A good opinion is never formulated in a vacuum. Reporting is done, context and perspective are accumulated, and then a (hopefully) sound judgment is made.
The search for context takes us to some interesting places. At The Point, the editorial board’s afternoon newsletter, we delve into the past every Thursday for what we call our Reference Point – a past Newsday editorial that appeared on that date. It invariably helps inform our current thinking, by offering a different perspective or reminding us of how little some things have changed.
This week, we looked at Newsday’s editorial the day after Pearl Harbor in 1941. And we learned anew what it was like to suddenly realize that the nation was at war. The board acknowledged that America might not be prepared for the conflict, that the fight would be “long and hard,” but that American arms were needed to end it. And the board expressed a hope that still resonates, that after World War II was over we would be wise enough “to make a post-war world in which what happened yesterday cannot happen again.”
Earlier, The Point looked back 67 years to an editorial on the Long Island Rail Road, and discovered that even in 1955 the railroad was a source of angst and frustration. The occasion was another fare hike that exempted horseplayers from Manhattan who traveled to Long Island to play the ponies, and whose proceeds would fatten the corporate wallet of the LIRR’s owner. And we could see modern-day riders nodding in agreement with the 1955 board’s appraisal that the LIRR is “the railroad that entwines and strangles us all.”
Another Reference Point just after the 2022 midterms channeled modern concerns about election disruptions by remembering the 1972 election and its “extraordinary potential for trouble,” as Newsday’s board at the time noted. That was the first election when the voting age was reduced to 18, with those extra voters expected to put stress on the system. But that vote ended as the current one did, with boards of election calmly processing ballots until all were counted.

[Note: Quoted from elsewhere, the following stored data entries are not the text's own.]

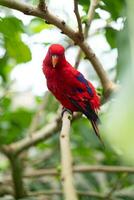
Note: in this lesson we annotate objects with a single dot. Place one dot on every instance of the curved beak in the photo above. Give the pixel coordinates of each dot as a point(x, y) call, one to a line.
point(54, 60)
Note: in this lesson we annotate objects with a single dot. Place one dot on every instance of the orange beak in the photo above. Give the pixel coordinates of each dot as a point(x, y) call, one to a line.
point(54, 60)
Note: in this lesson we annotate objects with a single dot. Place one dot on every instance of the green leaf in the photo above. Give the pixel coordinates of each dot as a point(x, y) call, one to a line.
point(111, 37)
point(18, 50)
point(11, 28)
point(115, 8)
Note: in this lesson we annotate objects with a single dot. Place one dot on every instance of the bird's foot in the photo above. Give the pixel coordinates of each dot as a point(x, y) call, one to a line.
point(64, 110)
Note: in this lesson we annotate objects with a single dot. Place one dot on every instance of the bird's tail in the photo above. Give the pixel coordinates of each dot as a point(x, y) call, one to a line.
point(96, 130)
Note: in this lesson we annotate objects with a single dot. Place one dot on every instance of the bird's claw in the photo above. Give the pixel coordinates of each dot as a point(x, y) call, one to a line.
point(64, 110)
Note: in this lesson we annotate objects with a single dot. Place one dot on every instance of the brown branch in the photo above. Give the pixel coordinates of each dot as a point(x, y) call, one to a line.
point(90, 17)
point(43, 134)
point(36, 118)
point(81, 169)
point(76, 11)
point(108, 85)
point(66, 159)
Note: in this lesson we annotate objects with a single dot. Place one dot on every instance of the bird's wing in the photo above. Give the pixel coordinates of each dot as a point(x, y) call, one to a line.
point(82, 91)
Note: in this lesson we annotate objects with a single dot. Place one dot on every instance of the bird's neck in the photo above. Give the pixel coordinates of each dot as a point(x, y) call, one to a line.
point(61, 62)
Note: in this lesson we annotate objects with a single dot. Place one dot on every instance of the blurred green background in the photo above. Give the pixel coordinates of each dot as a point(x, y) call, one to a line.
point(25, 107)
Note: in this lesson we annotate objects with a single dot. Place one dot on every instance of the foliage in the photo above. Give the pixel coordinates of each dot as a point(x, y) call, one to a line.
point(15, 122)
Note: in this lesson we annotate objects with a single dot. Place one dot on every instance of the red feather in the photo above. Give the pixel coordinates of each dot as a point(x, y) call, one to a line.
point(70, 87)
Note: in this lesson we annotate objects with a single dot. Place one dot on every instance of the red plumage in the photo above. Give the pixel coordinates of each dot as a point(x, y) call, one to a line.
point(69, 86)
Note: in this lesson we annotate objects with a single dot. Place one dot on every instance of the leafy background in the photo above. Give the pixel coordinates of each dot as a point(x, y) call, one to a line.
point(17, 119)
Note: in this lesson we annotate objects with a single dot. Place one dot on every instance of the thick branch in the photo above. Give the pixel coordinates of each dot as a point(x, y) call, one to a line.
point(43, 134)
point(16, 167)
point(76, 11)
point(90, 17)
point(30, 10)
point(66, 159)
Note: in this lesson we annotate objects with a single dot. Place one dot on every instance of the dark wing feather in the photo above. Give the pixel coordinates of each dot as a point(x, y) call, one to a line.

The Point also provided perspective on Election Night projections with a look back to the 1960 presidential election when most people on the East Coast went to bed thinking John F. Kennedy would win big thanks to a prediction from a computer named Univac. But overnight, Richard Nixon closed the gap off returns from west of the Mississippi River. It wasn’t until Wednesday afternoon that Kennedy nailed down the win by 0.17%, teaching us, as the 1960 editorial board put it, “that when voting is close, machines are just as fallible as man.”
Our Thursday look-back also has put in perspective modern propaganda, misinformation, and lies via a 1948 piece intriguing titled “Bambi and the Cardinal.” It dealt with distortions of history by Russia and Hollywood – one for political purposes, the other for entertainment – which foreshadowed current actions in China and other countries, as well as the film and TV industries.
The past always informs the present, in the world of opinion as well.